= The People's Princess (radio play) =

2008 radio play by Shelagh Stephenson

The People's Princess was a radio play written by Shelagh Stephenson. Directed in Belfast by Eoin O'Callaghan, it premiered as the Afternoon Play on 11 December 2008 at 2.15pm on BBC Radio 4. It was based around the marriage and divorce of George IV and Caroline of Brunswick.
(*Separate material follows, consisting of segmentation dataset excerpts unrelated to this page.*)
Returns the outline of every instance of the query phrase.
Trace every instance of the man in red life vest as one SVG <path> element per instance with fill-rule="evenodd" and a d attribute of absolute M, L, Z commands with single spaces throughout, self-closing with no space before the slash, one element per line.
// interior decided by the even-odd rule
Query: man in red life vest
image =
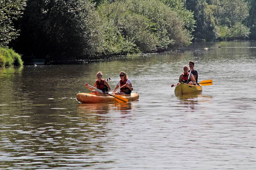
<path fill-rule="evenodd" d="M 197 79 L 198 78 L 198 73 L 197 71 L 194 69 L 194 66 L 195 66 L 195 63 L 193 61 L 189 61 L 189 68 L 190 70 L 191 70 L 191 74 L 193 74 L 195 77 L 195 79 L 196 79 L 196 82 L 197 83 Z M 189 72 L 190 70 L 188 70 L 188 72 Z"/>
<path fill-rule="evenodd" d="M 184 72 L 180 76 L 179 82 L 177 83 L 177 86 L 181 83 L 186 83 L 190 85 L 196 83 L 196 79 L 194 75 L 191 74 L 189 74 L 189 73 L 188 72 L 188 66 L 184 66 L 183 67 L 183 70 L 184 70 Z M 174 84 L 172 85 L 172 87 L 174 86 Z"/>

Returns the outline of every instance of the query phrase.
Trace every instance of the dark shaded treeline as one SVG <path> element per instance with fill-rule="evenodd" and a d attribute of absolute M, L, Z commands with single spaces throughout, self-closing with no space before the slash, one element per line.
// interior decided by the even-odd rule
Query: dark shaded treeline
<path fill-rule="evenodd" d="M 175 49 L 193 40 L 256 38 L 256 0 L 28 0 L 26 6 L 25 2 L 1 45 L 52 63 Z M 1 37 L 6 34 L 3 25 Z M 19 29 L 14 39 L 12 31 Z"/>

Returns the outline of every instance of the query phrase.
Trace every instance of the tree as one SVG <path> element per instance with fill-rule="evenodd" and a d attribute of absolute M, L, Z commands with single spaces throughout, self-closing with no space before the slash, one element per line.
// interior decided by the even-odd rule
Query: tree
<path fill-rule="evenodd" d="M 89 0 L 29 0 L 14 46 L 25 55 L 59 62 L 88 58 L 100 46 L 100 20 Z"/>
<path fill-rule="evenodd" d="M 19 35 L 13 21 L 20 18 L 26 0 L 0 0 L 0 46 L 7 46 Z"/>

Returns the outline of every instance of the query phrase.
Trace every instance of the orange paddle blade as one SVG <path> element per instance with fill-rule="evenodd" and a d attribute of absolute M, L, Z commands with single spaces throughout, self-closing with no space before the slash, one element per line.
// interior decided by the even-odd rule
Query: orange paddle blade
<path fill-rule="evenodd" d="M 119 96 L 118 95 L 115 95 L 114 96 L 117 101 L 119 100 L 124 102 L 125 102 L 126 103 L 128 103 L 128 100 L 127 99 L 126 99 L 121 96 Z"/>
<path fill-rule="evenodd" d="M 109 96 L 113 96 L 113 97 L 115 97 L 116 98 L 116 100 L 117 101 L 118 101 L 118 102 L 125 102 L 126 103 L 128 103 L 128 99 L 126 99 L 125 98 L 124 98 L 124 97 L 121 97 L 121 96 L 119 96 L 118 95 L 113 96 L 112 95 L 110 95 L 109 93 L 107 93 L 107 94 Z"/>
<path fill-rule="evenodd" d="M 212 85 L 212 80 L 203 80 L 200 81 L 199 83 L 200 85 L 202 86 L 210 86 Z"/>

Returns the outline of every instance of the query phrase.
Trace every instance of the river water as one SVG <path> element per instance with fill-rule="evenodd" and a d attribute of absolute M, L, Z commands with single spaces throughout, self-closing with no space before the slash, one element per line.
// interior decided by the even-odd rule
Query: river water
<path fill-rule="evenodd" d="M 171 85 L 190 60 L 198 81 L 213 85 L 175 95 Z M 254 169 L 256 61 L 255 42 L 200 42 L 83 65 L 1 68 L 0 169 Z M 112 89 L 126 72 L 139 100 L 80 103 L 76 94 L 89 92 L 84 83 L 99 71 Z"/>

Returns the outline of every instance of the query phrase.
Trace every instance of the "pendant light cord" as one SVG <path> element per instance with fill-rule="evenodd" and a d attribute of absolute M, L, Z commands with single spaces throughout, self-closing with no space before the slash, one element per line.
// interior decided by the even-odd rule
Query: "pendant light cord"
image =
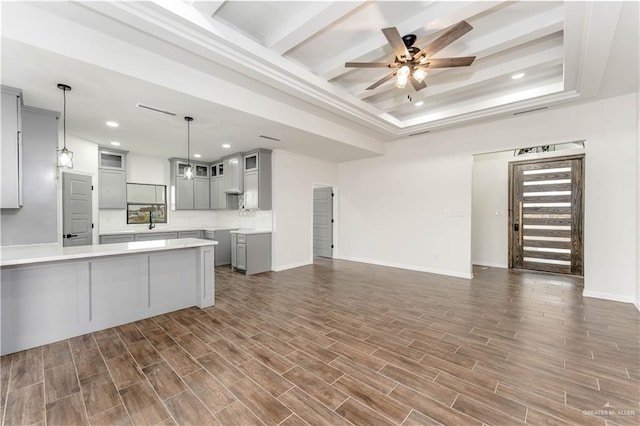
<path fill-rule="evenodd" d="M 62 145 L 67 149 L 67 89 L 62 89 Z"/>

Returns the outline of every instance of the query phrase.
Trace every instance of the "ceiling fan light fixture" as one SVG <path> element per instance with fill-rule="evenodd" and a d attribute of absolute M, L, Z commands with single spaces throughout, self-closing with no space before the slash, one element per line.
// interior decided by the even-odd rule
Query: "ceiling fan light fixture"
<path fill-rule="evenodd" d="M 398 70 L 398 73 L 396 74 L 396 77 L 397 77 L 396 87 L 403 89 L 407 85 L 407 81 L 409 81 L 410 72 L 411 70 L 407 65 L 403 65 L 400 67 L 400 69 Z"/>
<path fill-rule="evenodd" d="M 416 68 L 415 71 L 413 72 L 413 78 L 418 83 L 422 83 L 426 77 L 427 77 L 427 72 L 422 68 Z"/>

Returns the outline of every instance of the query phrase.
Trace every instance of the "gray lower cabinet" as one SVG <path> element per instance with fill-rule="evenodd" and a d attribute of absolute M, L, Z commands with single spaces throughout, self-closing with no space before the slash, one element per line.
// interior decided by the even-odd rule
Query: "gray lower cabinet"
<path fill-rule="evenodd" d="M 100 170 L 99 176 L 99 200 L 101 209 L 126 209 L 126 177 L 124 171 Z"/>
<path fill-rule="evenodd" d="M 100 235 L 100 244 L 130 243 L 134 240 L 134 234 Z"/>
<path fill-rule="evenodd" d="M 246 275 L 271 270 L 271 233 L 231 233 L 231 269 Z"/>
<path fill-rule="evenodd" d="M 136 234 L 136 241 L 175 240 L 176 238 L 178 238 L 177 232 L 149 232 L 145 234 Z"/>
<path fill-rule="evenodd" d="M 218 242 L 214 250 L 216 266 L 231 264 L 231 230 L 220 229 L 217 231 L 205 231 L 204 237 L 207 240 Z"/>
<path fill-rule="evenodd" d="M 178 231 L 178 238 L 202 238 L 202 231 Z"/>

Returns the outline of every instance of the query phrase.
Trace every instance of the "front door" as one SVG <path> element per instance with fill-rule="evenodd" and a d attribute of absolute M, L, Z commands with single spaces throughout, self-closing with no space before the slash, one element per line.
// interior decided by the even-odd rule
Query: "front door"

As the title suggests, it drew parallels with the marriage and divorce of Prince Charles and Diana, such as Caroline and Diana's popularity among the British working classes, Charles and George's unpopularity during their divorce proceedings, the fickleness of such popularity or unpopularity, Caroline and Diana's use by anti-monarchical figures for their own ends, and the power of the press.

==Cast==
- George IV - Alex Jennings
- Caroline of Brunswick - Rebecca Saire
- Henry Brougham - Julian Rhind Tutt
- Lord Sidmouth - Chris McHallem
- Lord Liverpool - Richard Howard
- Sir Robert Gifford - Mark Lambert
- Lady Jersey - Jill Cardo
- Mr Majoucci - Nial Cusack

Offstage characters include the Duke of Wellington, Caroline's dead daughter Princess Charlotte Augusta of Wales, William Wood, William Cobbett and Caroline's lover Mr Pergami.